Yüce Allah, Casiye suresinde "Göklerdeki ve yerdeki, yer altındaki her şeyi kendi katından sizin buyruğunuza verendir." buyuruyor. "Elbette bunda düşünen bir toplum için deliller vardır." diye buyuruyor. Demek ki yüce Allah "Depremi durdurma şansımız yok." demek yerine bizim buyruğumuza verilenleri doğru bir şekilde kullanmak ve değiştirmek için gayret göstermemizi emrediyor.

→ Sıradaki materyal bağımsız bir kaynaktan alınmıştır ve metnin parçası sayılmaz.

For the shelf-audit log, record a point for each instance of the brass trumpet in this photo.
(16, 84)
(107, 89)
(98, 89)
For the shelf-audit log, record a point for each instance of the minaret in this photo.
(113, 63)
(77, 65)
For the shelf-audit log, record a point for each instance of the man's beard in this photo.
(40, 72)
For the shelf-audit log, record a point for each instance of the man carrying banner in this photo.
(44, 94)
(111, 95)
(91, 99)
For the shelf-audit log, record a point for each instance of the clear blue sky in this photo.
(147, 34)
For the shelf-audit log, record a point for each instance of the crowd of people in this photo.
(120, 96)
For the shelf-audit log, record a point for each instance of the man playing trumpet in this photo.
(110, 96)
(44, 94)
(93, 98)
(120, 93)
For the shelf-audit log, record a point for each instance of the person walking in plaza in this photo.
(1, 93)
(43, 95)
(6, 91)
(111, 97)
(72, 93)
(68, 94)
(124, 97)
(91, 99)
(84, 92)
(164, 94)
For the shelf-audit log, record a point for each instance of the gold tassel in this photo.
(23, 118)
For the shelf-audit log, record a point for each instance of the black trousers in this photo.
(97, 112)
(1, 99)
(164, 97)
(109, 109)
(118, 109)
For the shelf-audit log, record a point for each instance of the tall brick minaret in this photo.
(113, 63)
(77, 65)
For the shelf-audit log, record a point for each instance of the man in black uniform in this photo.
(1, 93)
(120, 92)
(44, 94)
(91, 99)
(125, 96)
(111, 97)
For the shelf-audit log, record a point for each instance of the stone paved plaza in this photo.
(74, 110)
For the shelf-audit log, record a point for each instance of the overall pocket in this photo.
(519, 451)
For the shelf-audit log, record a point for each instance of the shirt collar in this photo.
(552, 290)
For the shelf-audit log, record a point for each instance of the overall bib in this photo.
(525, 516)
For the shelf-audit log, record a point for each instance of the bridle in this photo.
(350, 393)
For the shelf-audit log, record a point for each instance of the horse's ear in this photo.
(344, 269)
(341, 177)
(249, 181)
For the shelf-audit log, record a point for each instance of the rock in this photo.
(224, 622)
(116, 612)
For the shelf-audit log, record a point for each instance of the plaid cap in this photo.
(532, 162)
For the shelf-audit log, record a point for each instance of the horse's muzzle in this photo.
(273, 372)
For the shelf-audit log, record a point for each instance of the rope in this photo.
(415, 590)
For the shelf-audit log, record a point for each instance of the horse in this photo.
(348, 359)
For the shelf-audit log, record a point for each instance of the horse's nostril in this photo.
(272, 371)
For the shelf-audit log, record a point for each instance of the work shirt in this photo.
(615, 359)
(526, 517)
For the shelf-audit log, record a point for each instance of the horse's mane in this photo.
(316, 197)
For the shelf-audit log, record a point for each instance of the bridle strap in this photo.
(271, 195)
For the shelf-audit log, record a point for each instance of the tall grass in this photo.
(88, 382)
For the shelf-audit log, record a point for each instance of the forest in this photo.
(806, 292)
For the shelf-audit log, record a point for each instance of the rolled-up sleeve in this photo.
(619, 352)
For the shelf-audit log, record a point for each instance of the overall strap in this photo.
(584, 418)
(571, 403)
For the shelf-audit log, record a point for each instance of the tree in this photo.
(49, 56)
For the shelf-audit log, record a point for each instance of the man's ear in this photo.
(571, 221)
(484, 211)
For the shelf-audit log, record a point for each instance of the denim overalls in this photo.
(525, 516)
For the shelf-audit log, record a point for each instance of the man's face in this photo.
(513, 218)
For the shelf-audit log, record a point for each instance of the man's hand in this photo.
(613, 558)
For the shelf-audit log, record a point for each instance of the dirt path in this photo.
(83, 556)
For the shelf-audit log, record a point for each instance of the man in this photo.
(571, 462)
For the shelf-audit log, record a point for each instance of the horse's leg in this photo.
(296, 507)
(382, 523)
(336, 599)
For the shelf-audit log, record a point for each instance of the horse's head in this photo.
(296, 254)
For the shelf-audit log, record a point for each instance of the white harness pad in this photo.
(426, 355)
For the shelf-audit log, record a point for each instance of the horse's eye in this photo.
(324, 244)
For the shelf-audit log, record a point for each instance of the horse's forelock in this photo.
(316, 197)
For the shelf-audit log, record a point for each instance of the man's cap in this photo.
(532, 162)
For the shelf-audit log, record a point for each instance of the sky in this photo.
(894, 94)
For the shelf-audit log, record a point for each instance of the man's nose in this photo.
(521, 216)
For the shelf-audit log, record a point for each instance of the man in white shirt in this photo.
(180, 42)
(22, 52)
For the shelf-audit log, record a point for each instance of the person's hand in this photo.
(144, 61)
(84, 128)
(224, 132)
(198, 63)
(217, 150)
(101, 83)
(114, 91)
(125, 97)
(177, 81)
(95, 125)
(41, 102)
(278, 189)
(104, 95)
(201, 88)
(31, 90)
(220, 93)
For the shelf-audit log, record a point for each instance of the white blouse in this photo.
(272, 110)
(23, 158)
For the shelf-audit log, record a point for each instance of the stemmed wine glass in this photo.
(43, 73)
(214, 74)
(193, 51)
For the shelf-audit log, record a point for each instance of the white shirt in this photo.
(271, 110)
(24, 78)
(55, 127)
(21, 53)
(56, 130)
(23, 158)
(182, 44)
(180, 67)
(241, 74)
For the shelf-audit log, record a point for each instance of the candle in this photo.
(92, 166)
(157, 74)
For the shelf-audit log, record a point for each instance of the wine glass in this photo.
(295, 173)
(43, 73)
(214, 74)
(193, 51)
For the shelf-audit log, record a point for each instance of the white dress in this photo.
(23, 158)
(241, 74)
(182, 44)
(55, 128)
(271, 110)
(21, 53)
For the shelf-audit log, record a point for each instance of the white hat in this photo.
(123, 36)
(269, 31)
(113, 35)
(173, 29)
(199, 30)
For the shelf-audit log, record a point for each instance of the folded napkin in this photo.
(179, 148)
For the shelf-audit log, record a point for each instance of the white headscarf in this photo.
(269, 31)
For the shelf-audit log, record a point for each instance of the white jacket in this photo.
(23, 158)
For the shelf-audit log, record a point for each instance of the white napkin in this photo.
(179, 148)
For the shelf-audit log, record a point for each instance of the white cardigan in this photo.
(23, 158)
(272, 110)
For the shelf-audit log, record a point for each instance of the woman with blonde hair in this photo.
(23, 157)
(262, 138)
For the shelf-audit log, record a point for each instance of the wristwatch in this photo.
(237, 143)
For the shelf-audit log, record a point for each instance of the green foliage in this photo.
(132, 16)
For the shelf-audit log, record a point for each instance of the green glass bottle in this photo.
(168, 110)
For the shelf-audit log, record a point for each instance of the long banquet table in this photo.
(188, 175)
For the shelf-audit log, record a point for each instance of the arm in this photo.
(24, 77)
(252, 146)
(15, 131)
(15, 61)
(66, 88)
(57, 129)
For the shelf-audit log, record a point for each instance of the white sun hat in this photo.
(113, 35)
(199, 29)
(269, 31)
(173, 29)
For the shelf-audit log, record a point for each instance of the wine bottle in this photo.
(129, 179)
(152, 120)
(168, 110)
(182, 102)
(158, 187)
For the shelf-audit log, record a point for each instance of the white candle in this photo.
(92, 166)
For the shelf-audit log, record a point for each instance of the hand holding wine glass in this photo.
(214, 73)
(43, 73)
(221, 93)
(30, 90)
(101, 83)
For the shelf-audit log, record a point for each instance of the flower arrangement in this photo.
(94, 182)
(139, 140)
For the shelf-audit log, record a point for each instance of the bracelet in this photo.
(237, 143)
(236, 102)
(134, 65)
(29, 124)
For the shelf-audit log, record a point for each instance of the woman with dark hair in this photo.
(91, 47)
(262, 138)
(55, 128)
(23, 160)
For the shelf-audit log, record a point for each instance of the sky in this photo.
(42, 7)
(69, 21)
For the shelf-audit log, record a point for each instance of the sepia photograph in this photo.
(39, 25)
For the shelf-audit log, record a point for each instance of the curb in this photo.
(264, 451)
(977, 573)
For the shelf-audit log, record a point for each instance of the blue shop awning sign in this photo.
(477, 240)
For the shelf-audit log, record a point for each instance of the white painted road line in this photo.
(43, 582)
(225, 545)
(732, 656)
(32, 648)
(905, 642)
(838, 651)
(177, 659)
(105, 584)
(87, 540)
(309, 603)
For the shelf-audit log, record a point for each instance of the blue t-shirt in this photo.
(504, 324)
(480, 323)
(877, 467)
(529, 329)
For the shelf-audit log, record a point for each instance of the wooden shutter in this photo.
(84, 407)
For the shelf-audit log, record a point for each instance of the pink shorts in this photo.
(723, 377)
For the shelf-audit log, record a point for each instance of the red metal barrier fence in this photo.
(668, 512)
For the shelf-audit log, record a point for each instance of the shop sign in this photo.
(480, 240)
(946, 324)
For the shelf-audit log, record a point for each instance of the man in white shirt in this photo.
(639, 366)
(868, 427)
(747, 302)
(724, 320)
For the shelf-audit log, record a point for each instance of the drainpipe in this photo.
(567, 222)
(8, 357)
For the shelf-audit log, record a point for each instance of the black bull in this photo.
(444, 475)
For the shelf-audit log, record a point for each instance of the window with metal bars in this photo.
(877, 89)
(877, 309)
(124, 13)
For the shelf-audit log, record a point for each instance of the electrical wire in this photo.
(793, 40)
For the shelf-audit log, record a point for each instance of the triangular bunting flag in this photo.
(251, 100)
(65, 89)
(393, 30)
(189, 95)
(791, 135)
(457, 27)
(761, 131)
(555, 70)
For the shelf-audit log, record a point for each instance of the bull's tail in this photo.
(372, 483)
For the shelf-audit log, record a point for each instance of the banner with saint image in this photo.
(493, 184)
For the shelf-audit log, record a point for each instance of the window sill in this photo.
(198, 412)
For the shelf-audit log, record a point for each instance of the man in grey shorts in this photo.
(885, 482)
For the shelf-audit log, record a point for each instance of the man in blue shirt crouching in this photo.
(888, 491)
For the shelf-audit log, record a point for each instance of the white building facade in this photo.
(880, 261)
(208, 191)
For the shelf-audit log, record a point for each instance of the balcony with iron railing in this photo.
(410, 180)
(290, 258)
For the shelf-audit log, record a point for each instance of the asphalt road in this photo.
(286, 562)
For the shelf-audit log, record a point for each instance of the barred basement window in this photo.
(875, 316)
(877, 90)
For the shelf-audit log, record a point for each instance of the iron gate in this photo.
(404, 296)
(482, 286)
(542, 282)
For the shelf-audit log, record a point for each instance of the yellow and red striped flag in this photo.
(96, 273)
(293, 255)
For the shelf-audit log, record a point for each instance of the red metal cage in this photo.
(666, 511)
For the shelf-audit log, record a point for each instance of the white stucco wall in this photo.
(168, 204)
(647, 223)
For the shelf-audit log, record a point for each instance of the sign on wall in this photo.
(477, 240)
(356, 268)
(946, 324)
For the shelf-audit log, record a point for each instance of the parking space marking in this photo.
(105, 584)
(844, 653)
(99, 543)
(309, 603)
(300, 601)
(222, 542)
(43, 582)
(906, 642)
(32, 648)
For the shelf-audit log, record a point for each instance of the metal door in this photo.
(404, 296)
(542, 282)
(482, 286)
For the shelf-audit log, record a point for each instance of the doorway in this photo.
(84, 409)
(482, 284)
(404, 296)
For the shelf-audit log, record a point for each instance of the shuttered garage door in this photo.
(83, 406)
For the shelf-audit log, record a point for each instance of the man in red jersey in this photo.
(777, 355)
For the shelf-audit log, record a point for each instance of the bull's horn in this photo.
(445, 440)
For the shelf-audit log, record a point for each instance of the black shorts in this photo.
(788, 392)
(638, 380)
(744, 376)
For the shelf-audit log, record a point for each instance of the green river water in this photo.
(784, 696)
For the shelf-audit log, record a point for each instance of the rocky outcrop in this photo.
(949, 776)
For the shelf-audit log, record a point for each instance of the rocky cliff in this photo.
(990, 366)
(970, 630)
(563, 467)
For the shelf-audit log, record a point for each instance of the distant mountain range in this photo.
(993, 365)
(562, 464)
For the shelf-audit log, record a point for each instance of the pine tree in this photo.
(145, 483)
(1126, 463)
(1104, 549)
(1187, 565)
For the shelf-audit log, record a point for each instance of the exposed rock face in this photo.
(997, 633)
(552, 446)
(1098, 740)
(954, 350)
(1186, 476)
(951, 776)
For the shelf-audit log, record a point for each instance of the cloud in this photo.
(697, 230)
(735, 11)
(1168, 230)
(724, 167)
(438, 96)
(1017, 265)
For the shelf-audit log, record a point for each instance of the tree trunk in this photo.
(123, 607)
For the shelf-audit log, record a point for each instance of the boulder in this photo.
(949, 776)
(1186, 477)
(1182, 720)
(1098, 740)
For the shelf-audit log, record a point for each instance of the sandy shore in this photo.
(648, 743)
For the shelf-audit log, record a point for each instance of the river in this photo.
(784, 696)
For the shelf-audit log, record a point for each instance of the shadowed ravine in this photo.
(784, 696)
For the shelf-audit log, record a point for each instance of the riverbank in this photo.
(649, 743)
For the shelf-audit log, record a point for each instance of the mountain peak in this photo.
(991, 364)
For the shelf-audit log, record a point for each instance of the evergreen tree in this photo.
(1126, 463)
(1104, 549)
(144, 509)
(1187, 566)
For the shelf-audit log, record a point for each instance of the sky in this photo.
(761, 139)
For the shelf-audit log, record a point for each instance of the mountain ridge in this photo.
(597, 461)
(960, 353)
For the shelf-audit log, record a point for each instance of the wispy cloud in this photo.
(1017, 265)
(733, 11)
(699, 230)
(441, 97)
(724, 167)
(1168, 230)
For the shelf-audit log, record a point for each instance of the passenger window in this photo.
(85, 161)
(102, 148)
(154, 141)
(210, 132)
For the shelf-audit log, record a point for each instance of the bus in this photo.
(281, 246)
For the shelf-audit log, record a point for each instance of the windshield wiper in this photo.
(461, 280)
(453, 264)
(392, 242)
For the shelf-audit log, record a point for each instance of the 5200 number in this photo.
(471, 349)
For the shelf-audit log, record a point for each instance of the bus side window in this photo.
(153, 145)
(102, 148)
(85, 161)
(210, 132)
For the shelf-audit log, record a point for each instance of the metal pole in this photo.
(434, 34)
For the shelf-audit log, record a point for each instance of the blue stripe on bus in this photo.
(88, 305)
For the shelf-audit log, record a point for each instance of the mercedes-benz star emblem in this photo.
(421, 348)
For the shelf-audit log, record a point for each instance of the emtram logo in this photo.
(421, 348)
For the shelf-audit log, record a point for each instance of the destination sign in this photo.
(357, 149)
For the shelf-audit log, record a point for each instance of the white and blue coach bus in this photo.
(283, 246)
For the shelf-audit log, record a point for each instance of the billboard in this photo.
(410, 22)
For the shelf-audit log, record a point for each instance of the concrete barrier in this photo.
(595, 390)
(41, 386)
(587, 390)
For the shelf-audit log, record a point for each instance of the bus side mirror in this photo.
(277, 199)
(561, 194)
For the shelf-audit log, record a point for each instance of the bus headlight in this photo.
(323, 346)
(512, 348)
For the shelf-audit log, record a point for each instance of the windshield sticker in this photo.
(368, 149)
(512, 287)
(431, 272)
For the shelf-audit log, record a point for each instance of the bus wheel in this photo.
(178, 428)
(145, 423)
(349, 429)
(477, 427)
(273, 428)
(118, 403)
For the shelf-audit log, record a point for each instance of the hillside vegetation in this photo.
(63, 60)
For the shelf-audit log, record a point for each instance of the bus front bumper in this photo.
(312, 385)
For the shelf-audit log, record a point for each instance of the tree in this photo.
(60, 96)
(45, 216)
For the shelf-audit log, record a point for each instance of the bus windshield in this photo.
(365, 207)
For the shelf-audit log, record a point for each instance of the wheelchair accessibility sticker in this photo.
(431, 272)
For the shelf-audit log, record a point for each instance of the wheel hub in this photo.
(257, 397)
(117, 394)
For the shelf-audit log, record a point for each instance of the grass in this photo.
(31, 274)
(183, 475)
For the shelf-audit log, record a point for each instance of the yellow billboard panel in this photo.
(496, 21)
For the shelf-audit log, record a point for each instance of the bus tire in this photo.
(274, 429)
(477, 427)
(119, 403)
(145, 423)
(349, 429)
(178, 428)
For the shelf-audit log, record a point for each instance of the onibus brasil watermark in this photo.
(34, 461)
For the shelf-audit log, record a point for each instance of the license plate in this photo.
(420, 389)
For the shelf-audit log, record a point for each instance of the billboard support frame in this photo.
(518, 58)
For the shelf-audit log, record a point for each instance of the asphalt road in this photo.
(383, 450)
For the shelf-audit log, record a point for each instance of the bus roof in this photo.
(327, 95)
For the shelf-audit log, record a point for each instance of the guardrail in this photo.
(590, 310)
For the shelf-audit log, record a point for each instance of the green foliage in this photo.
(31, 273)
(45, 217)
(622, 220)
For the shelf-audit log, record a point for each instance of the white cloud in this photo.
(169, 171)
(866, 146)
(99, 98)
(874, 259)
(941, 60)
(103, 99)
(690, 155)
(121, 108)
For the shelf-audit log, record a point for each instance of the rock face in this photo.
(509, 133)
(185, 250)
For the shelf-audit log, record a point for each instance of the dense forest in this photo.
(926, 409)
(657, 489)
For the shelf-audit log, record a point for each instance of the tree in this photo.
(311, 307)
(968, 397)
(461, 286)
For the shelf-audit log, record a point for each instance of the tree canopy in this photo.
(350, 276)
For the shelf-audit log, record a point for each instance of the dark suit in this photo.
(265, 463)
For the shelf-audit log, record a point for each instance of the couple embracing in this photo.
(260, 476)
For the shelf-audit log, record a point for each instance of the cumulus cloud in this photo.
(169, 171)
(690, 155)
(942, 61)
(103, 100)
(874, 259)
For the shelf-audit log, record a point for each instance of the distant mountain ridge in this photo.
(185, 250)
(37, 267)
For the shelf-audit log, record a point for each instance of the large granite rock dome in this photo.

Evet, depremi durdurma şansımız yok ama depremin etkilerini en aza indirme şansımız var. Japonya'da, bizim Elâzığ'da yaşadığımız büyüklüklerdeki depremler sürekli olmaktadır ancak can kayıpları da binalardaki hasarlar da minimumda kalmaktadır. Peki neden? Çünkü hem binalar depreme dayanıklı yapılmaktadır hem de yapılan binaların denetimleri doğru şekilde yürütülmektedir.
Bakın, 1999'da ülkemiz 2 büyük deprem yaşadı; hem de bugünkü gibi 80-90 değil tam 112 bin binanın yıkıldığı, 17.480 canımızın toprağa verildiği bir depremdi. O dönemin Bayındırlık ve İskân Bakanı, bugün partimizin teşkilat başkanı ve Ankara Milletvekili olan Sayın Koray Aydın'dı. Biraz önce konuşan AK PARTİ'li konuşmacı kardeşime sormak isterim: Bilmiyorum, o zaman kaç yaşındaydınız. 1999 depremi, devletin sözünü tuttuğu, sözünü yerine getirdiği bir milattır O zamanki MHP'li Bayındırlık Bakanı Sayın Koray Aydın, daha depremin olduğunun üzerinden saat geçmemişti ki gün ışımadan deprem bölgesinde bulunmuş, depremzedelerin arasında bulunmuş ve kırk beş gün içinde geçici konutlar tamamlanmış ve kışın çetin şartlarında oradaki insanımız sıcacık evlerin içerisine girmiştir.
"Üç gün ulaşılamayan bakan" sözünü şiddetle reddediyoruz. Bazen insan söylerken bundan, ne söylediğinden utanır, yüzü kızarır. Hani demagoji yaparak, gerçeği altüst ederek gerçeğe ulaşmak çok zordur. Ben Necip Fazıl Kısakürek'in bir sözünü hatırlatmak isterim: "Demagog, iyi bilen, nasıl avlanır gafil/ Hakikati bayıltıp ırzına geçen sefil." Bu, herhâlde arkadaşımızı çok iyi tarif ediyor.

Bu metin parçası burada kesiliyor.